Tuesday, September 5

A DNA Time Capsule


For the first time, researchers have been able to extract DNA fragments from an ancient clay brick, demonstrating how these building blocks from times long past could be used to catalog flora found in the environment at the time.


When this brick was made some 2,900 years ago in what is now northern Iraq, the process would have involved mixing mud from the banks of the Tigris river, with materials such as chaff, straw, or animal dung.


Small plant particles amid the animal waste and straw can remain protected inside the brick for millennia – as has now been demonstrated by the team from the University of Oxford in the UK and the National Museum of Denmark and the University of Copenhagen in Denmark.

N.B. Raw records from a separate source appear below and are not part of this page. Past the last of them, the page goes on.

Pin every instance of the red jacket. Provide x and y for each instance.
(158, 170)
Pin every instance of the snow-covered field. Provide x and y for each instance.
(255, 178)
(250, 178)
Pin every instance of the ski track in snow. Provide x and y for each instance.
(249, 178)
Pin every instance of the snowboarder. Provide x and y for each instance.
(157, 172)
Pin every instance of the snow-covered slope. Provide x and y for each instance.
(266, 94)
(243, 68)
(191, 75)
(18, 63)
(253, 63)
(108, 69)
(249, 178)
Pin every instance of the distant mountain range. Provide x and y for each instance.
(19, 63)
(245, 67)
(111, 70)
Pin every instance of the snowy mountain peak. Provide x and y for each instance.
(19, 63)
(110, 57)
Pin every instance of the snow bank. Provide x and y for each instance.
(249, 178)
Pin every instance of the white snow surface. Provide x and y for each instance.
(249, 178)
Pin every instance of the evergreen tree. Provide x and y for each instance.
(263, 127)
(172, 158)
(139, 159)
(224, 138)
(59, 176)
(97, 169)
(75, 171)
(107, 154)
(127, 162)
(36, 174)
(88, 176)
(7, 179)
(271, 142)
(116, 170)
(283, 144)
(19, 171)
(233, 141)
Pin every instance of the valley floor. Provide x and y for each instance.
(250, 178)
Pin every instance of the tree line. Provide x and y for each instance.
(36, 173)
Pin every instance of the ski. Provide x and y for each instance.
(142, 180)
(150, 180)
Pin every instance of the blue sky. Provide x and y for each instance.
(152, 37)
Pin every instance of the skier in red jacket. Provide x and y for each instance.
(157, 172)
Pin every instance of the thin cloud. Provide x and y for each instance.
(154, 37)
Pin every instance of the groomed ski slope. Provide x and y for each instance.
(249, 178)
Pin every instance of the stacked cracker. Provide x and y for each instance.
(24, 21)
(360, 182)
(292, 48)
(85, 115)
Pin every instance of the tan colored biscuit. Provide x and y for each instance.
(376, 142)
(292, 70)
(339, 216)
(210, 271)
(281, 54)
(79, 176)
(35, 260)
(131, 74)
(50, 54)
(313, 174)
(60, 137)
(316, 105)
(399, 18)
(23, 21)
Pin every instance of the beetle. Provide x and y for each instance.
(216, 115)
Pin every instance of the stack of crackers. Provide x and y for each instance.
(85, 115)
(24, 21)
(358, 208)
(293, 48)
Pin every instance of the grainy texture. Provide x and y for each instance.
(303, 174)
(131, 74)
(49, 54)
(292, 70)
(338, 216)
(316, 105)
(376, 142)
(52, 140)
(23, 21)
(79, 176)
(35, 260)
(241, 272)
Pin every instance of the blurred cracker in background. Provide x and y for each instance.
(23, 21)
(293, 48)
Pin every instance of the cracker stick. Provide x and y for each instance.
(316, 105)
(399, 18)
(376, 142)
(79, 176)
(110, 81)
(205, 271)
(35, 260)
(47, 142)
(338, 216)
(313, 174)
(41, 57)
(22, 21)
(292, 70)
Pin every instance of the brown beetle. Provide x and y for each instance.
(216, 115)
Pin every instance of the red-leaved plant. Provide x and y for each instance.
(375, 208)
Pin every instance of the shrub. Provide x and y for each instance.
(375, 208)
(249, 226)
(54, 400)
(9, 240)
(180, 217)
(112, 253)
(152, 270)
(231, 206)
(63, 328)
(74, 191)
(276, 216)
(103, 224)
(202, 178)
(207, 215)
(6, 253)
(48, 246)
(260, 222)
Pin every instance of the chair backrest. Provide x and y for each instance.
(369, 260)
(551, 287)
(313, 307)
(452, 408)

Having extracted a sample of the brick, the researchers used an analytical technique previously used on other forms of porous material, such as bone. This gave them the ability to sequence (or decode) the DNA in the plant matter, identifying 34 distinct taxonomic groups of plants.


"We were absolutely thrilled to discover that ancient DNA, effectively protected from contamination inside a mass of clay, can successfully be extracted from a 2,900-year-old brick," says biologist Sophie Lund Rasmussen from the University of Oxford.


The brick analyzed in this study was found in the palace of the Neo-Assyrian king Ashurnasirpal II, located in the ancient city of Kalhu. Dating it to some time between 879 and 869 BCE – the years the palace was under construction – was made easier by an inscription in the clay that specifically mentioned the palace.


Plant families with the most abundant DNA in the brick included Brassicaceae (the cabbage and mustard family) and Ericaceae (heather), while genetic material from Betulaceae (birch), Lauraceae (laurels), Selineae (the family containing carrots and parsley), and Triticeae (cultivated grasses) was also present.


"The brick serves as a biodiversity time capsule of information regarding a single site and its surroundings," says Assyriologist Troels Arbøll, from the University of Copenhagen.